Reader in the History of Psychiatry University of Newcastle
Jonathan Andrews is a Reader in the History of Psychiatry, specialising in the History of Medicine and Psychiatry, in the School of History, Classics and Archaeology, at Newcastle University. His research interests reside primarily in the history of mental illness, learning disabilities and the history of psychiatry, in Britain, from roughly 1600-1914. He has published 3 monographs in the field, most recently (with Andy Scull) Undertaker of the Mind (University of California Press, 2001) and Customers and Patrons of the Mad Trade (University of California Press, 2003), and previous to this (with Roy Porter et al.) The History of Bethlem (Routledge, 1997). He has published a wide range of articles and chapters on the history of Bethlem and (British) psychiatry/insanity more broadly. More recently, he has been working on aspects of death and dying in the asylum context, and on a research project on 'Fashionable Diseases: Medicine, Literature and Culture, ca. 1660-1832' http://fashionablediseases.info., with various articles published and in preparation, as well as a planned monograph.

Jennie Grimshaw

Curator, Official Publications and Social Policy The British Library
Jennie Grimshaw has worked with the official publications collections at the British Library since 1996, when she was asked to take over as manager of the Official Publications and Social Sciences Reading Room.

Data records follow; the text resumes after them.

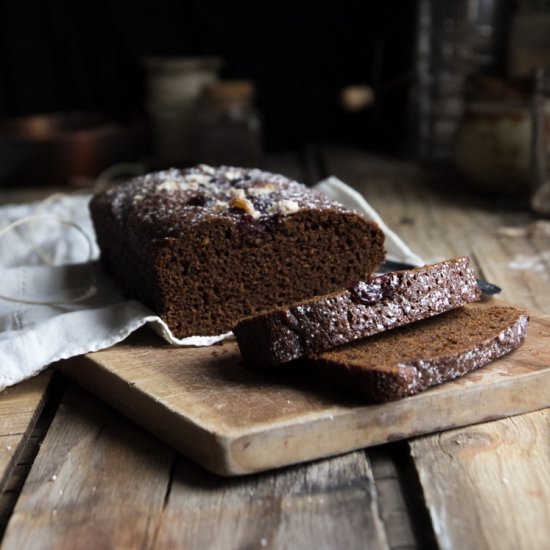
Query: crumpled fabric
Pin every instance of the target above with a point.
(78, 320)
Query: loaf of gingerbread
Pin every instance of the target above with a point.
(205, 247)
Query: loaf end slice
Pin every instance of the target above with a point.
(205, 247)
(408, 360)
(369, 307)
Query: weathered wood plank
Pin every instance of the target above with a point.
(325, 505)
(20, 407)
(489, 486)
(486, 486)
(99, 481)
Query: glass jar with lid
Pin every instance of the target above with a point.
(228, 126)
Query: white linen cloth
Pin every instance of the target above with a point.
(33, 336)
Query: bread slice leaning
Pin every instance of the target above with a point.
(366, 308)
(410, 359)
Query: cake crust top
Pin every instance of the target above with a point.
(169, 200)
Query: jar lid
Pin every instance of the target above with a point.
(230, 90)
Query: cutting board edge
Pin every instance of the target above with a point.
(212, 454)
(246, 460)
(245, 451)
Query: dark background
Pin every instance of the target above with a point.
(66, 55)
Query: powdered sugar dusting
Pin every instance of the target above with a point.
(165, 200)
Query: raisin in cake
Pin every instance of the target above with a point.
(204, 247)
(408, 360)
(368, 307)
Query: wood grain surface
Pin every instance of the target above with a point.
(485, 486)
(20, 407)
(99, 481)
(232, 420)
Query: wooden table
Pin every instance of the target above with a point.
(77, 474)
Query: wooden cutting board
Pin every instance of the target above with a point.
(233, 421)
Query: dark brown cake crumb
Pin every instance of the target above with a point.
(205, 247)
(372, 306)
(408, 360)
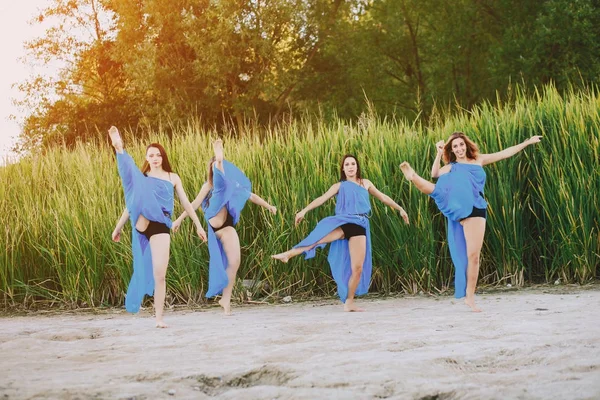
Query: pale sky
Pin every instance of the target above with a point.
(14, 31)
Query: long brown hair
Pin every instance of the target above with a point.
(472, 149)
(343, 174)
(165, 160)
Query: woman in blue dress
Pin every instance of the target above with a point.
(348, 232)
(149, 206)
(458, 194)
(222, 198)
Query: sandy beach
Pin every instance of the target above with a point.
(541, 343)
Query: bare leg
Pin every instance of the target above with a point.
(422, 184)
(474, 228)
(358, 251)
(231, 245)
(332, 236)
(159, 246)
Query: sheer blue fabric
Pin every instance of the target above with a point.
(231, 189)
(352, 206)
(152, 198)
(456, 193)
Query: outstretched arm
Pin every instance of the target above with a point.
(116, 235)
(256, 199)
(318, 202)
(509, 152)
(387, 200)
(435, 168)
(195, 204)
(218, 149)
(187, 206)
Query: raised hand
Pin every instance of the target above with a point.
(404, 216)
(202, 234)
(115, 138)
(440, 147)
(299, 217)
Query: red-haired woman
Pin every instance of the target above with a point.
(348, 231)
(149, 206)
(459, 195)
(222, 197)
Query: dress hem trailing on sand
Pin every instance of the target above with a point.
(455, 194)
(352, 207)
(152, 198)
(231, 189)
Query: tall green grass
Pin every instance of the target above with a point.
(58, 209)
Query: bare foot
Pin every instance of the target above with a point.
(471, 303)
(161, 324)
(407, 170)
(226, 306)
(115, 139)
(349, 306)
(283, 257)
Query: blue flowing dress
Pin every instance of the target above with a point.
(455, 194)
(353, 207)
(231, 189)
(152, 198)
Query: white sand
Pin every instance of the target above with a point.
(533, 344)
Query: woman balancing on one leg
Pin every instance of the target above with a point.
(222, 198)
(149, 205)
(459, 196)
(347, 231)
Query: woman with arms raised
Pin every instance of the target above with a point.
(149, 206)
(459, 195)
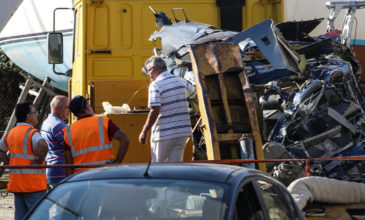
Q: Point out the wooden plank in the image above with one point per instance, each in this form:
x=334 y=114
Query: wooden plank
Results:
x=223 y=91
x=253 y=120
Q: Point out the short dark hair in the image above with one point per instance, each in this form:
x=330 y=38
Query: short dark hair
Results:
x=156 y=61
x=22 y=110
x=78 y=105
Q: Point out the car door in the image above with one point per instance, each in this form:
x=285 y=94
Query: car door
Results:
x=260 y=198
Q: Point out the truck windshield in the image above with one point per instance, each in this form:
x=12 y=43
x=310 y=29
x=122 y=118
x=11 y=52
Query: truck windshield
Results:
x=133 y=199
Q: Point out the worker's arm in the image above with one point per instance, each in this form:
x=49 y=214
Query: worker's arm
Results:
x=3 y=152
x=68 y=160
x=151 y=119
x=42 y=149
x=123 y=145
x=4 y=157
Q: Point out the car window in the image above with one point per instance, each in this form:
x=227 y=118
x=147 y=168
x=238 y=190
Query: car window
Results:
x=133 y=199
x=277 y=204
x=247 y=206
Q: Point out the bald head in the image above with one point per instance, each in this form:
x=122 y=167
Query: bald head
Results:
x=60 y=106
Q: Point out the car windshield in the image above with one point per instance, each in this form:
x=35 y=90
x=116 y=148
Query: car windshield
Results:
x=133 y=199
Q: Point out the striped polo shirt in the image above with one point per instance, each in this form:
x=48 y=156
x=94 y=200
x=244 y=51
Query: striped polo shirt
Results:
x=170 y=92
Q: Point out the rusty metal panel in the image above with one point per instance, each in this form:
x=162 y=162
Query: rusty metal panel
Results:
x=225 y=100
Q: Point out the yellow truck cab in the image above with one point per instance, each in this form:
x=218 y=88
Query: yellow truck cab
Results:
x=110 y=45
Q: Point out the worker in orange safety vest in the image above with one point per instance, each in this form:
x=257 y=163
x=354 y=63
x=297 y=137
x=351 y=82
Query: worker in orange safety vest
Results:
x=88 y=141
x=26 y=147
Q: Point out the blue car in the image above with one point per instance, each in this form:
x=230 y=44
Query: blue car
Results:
x=168 y=191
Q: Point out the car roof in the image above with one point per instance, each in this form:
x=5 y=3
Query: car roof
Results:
x=188 y=171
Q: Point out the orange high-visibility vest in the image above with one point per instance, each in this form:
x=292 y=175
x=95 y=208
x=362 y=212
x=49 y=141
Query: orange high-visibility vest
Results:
x=89 y=141
x=19 y=142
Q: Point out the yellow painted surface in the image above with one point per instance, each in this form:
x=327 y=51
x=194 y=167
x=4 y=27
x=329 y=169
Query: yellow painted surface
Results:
x=123 y=29
x=111 y=46
x=132 y=124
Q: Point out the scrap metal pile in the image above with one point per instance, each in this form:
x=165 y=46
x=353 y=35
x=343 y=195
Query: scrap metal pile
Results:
x=306 y=87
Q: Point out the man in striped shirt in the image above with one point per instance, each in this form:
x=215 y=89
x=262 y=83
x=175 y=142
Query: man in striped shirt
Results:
x=169 y=116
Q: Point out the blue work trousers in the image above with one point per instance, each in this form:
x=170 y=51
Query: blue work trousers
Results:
x=25 y=202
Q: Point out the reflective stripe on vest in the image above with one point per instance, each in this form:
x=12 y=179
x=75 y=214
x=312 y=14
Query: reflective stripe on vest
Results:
x=102 y=146
x=27 y=171
x=95 y=162
x=19 y=142
x=23 y=156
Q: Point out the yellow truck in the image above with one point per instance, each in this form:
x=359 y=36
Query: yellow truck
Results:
x=110 y=45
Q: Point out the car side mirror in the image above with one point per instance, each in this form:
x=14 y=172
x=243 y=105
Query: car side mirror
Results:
x=55 y=48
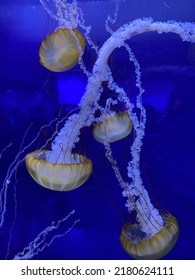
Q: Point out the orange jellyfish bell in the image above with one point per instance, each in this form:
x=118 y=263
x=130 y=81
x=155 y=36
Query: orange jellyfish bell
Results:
x=60 y=50
x=150 y=248
x=113 y=128
x=59 y=176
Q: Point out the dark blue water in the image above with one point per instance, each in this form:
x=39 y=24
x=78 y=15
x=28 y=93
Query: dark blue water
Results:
x=31 y=94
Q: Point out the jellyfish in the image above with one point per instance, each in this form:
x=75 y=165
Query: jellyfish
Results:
x=114 y=127
x=153 y=234
x=62 y=49
x=58 y=176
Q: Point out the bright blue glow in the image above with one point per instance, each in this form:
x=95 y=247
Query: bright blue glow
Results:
x=71 y=88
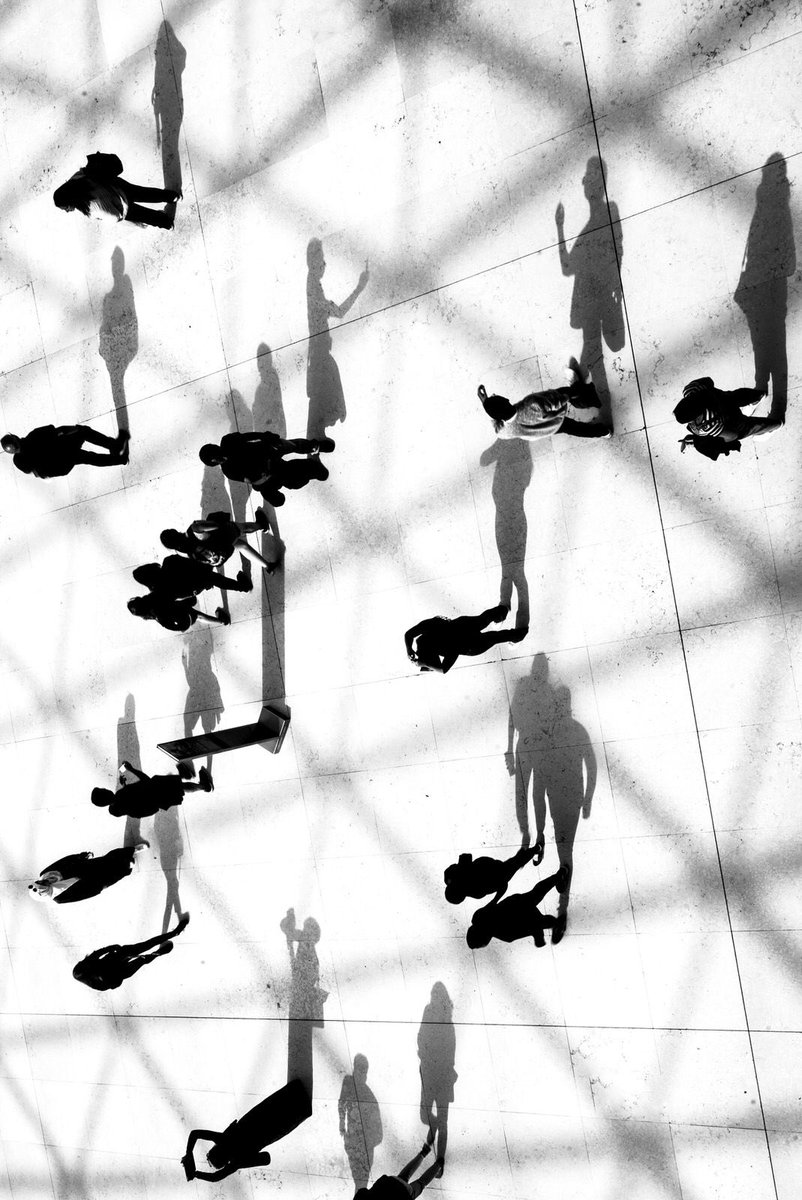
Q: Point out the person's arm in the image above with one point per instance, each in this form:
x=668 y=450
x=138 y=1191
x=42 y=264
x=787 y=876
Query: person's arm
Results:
x=187 y=1162
x=213 y=1176
x=340 y=310
x=410 y=636
x=564 y=257
x=447 y=661
x=209 y=618
x=133 y=771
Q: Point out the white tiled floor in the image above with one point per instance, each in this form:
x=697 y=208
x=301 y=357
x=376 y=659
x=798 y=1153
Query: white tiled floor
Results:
x=657 y=1050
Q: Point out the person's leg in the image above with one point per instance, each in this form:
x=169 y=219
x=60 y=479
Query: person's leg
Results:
x=204 y=783
x=479 y=643
x=147 y=195
x=253 y=555
x=753 y=426
x=414 y=1163
x=544 y=887
x=139 y=215
x=431 y=1173
x=585 y=430
x=298 y=472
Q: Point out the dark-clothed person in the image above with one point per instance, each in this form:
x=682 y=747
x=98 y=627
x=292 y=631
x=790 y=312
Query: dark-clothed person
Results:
x=52 y=450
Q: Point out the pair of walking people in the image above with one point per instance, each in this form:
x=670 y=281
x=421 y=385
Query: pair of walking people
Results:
x=259 y=459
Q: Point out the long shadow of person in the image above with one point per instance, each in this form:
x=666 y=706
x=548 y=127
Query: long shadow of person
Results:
x=167 y=100
x=306 y=997
x=127 y=750
x=269 y=415
x=554 y=755
x=241 y=1144
x=437 y=1054
x=513 y=459
x=437 y=642
x=327 y=401
x=204 y=701
x=594 y=262
x=360 y=1122
x=768 y=258
x=119 y=334
x=268 y=403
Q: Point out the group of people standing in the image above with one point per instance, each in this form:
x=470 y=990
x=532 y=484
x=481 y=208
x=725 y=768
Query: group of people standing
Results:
x=271 y=465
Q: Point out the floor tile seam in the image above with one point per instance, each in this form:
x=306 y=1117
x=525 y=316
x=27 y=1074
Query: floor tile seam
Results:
x=682 y=640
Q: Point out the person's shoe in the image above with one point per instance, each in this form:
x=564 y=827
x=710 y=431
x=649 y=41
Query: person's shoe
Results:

This was a dramatic change of career direction as she had previously been a cataloguer at the British National Bibliography and subsequently at the Science Reference and Information Service. She has a particular interest in web archiving and has curated themed collections of archived websites on Brexit and all the general elections since 2005.

Adrian Bingham

Professor of Modern British History University of Sheffield
Adrian's main research interests are in the political, social and cultural history of twentieth-century Britain. He has worked extensively on the national popular press in the decades after 1918, examining the ways in which newspapers both reflected and shaped British society and culture.

Mark Donnelly

Course Lead BA History and MA Public History St Mary's University
Mark Donnelly is Associate Professor and Course Lead for History at St Mary’s University, Twickenham, London. His books include Sixties Britain: Culture, Politics and Society, Liberating Histories, which he co-wrote with Claire Norton, and the edited volume Mad Dogs and Englishness: Popular Music and English Identities. He has published numerous articles and essays in the fields of history theory, public history, memory and contemporary cultural politics.

Ruth Larsen

Senior Lecturer in History University of Derby
Ruth is a Senior Lecturer in History, with a particular interest in British History in the eighteenth and nineteenth centuries. She is also the programme leader for undergraduate History provision.

Luke Harris

Honorary Research Fellow, Department of History University of Birmingham
Luke J Harris is a British historian with an interest in the history of sport, particularly the Olympic Games. His pirmary publication monograph 'Britain and the Olympic Games, 1908-1920: Perspectives on participation and Identity'. He has also written about athletics, darts, snooker and golf.